I'm not sure how common or uncommon this practice is; but the 1991 Amiga game 'Lemmings' used exclusively new arrangements of public domain music; including classical and folk pieces as it's soundtrack. It made this decision as it suited the feel of the game well (adding a driving worried feel, while still not being distracting for the puzzle game elements); and it cut the costs associated with having original compositions of anywhere near the complexity and quality of classical work. Pieces used included Mozart's Piano Sonata No. 11, Rondo Alla Turca and Dance of the Reed Flutes.

Now I, as an independent game developer am considering making the same decision in a current game for iPhone; picking from musical pieces from before 1922 and making new recordings or midi arrangements of them for my game work, largely because I'm working mostly by myself with virtually no budget and nowhere near the musical training needed to make an original piece.

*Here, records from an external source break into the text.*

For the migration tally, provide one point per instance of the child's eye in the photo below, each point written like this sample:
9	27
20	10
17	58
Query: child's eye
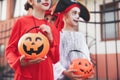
46	18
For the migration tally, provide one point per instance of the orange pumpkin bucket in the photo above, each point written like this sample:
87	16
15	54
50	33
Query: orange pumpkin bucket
83	67
33	45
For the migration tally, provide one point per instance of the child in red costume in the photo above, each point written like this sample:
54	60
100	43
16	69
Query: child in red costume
40	68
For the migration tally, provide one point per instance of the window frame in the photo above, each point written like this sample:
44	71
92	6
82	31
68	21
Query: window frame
108	5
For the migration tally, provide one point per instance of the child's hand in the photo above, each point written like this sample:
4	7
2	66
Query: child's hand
70	74
46	29
25	62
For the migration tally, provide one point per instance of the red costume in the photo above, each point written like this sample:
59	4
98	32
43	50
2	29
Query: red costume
39	71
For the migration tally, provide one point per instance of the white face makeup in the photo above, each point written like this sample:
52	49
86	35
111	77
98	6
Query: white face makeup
42	4
72	16
50	18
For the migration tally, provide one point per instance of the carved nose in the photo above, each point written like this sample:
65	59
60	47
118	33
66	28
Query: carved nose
33	43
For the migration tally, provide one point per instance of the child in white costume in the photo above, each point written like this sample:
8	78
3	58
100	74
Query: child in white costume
72	43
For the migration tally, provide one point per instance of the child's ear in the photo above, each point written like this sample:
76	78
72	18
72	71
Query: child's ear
30	2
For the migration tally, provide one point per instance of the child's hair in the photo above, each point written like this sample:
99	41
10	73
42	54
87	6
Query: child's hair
27	6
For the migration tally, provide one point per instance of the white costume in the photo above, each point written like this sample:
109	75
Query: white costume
72	45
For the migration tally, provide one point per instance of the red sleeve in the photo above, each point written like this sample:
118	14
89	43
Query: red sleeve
12	53
55	45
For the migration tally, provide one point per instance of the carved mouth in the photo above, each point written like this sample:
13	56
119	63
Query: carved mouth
32	50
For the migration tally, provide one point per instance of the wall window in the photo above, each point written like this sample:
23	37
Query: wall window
2	49
110	15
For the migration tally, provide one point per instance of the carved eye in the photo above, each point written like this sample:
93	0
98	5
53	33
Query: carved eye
38	39
33	45
29	38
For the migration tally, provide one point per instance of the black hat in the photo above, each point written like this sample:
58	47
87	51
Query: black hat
64	4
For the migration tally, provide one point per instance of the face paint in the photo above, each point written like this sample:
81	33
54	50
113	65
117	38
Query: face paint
73	16
38	1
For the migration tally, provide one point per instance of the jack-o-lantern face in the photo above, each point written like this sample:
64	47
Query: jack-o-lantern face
33	45
83	67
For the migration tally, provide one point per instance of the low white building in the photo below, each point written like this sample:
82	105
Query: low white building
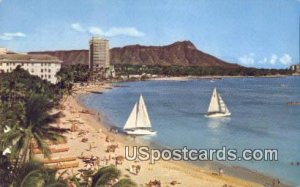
44	66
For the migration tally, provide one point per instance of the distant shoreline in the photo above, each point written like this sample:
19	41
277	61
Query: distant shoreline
185	78
238	172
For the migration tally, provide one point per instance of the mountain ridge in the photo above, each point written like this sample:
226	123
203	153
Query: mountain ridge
180	53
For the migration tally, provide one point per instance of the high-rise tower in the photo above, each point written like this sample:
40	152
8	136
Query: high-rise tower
98	53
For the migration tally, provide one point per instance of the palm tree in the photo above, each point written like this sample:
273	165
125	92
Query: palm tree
34	125
106	174
34	174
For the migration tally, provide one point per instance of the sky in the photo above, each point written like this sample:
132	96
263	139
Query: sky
253	33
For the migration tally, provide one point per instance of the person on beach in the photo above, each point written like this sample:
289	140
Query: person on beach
221	171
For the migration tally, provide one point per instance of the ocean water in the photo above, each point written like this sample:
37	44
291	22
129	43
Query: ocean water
261	118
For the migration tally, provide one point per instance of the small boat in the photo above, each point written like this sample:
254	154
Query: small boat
217	107
293	103
138	122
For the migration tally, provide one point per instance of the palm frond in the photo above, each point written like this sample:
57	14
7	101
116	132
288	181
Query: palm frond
125	183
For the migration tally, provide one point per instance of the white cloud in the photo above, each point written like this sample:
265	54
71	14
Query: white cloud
96	31
10	36
123	31
247	59
110	32
77	27
286	59
273	59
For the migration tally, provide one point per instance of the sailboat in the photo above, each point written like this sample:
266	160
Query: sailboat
138	122
217	107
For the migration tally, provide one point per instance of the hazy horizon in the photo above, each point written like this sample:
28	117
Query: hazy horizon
263	34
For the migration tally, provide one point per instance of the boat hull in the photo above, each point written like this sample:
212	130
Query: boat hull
217	115
140	132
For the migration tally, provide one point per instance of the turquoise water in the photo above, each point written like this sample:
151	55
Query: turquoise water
260	117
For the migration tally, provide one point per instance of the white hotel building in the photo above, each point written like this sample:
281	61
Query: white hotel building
44	66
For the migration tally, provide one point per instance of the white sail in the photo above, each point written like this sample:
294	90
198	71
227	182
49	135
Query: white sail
214	104
131	121
223	107
143	120
138	117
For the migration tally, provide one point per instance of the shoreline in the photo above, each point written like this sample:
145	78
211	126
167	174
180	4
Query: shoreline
234	173
212	77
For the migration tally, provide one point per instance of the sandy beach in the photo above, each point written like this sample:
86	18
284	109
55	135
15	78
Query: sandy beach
90	138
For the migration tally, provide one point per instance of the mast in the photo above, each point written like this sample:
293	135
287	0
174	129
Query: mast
143	120
214	104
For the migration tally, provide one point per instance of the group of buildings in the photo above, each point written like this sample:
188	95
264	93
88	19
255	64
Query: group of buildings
46	66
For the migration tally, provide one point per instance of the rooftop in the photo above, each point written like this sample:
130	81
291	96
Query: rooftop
29	57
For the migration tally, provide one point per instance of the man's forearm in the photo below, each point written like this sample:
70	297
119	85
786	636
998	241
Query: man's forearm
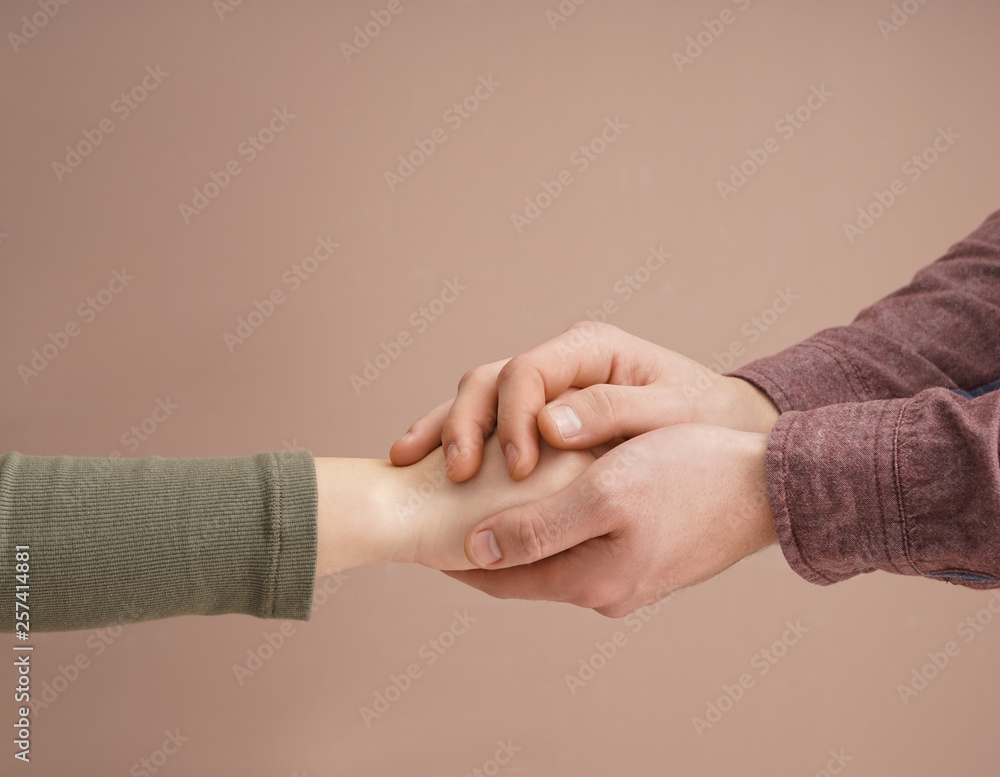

I'm looking for (1) thoughts on this tactic for game music and (2) suggestions on pieces for the mood I'm trying to create in this specific game work.

The game itself is a physics puzzle about properly directing a fireball to light torches. Calm puzzle with a bit of a touch of pyromaniac. Slow in tempo, yet a bit angry, I suppose.


----------



## Bcadren (Jul 14, 2013)

*bump* I guess no one cares to help?


----------



## Op.123 (Mar 25, 2013)

Hmmm.... Second movement of Beethoven's 4th piano concerto.


----------



## Nereffid (Feb 6, 2013)

"Manic Miner" on the ZX Spectrum was my introduction to Grieg... 

Some songlike slow movements from Haydn, maybe?
Symphony no.53 - II. Andante.
Symphony no.74 - II. Adagio cantabile.
Symphony no.94, "Surprise" - II. Andante.
Symphony no.101, "The Clock" - II. Andante.

The movement from the "Surprise" comes with its own explosions (so to speak).


----------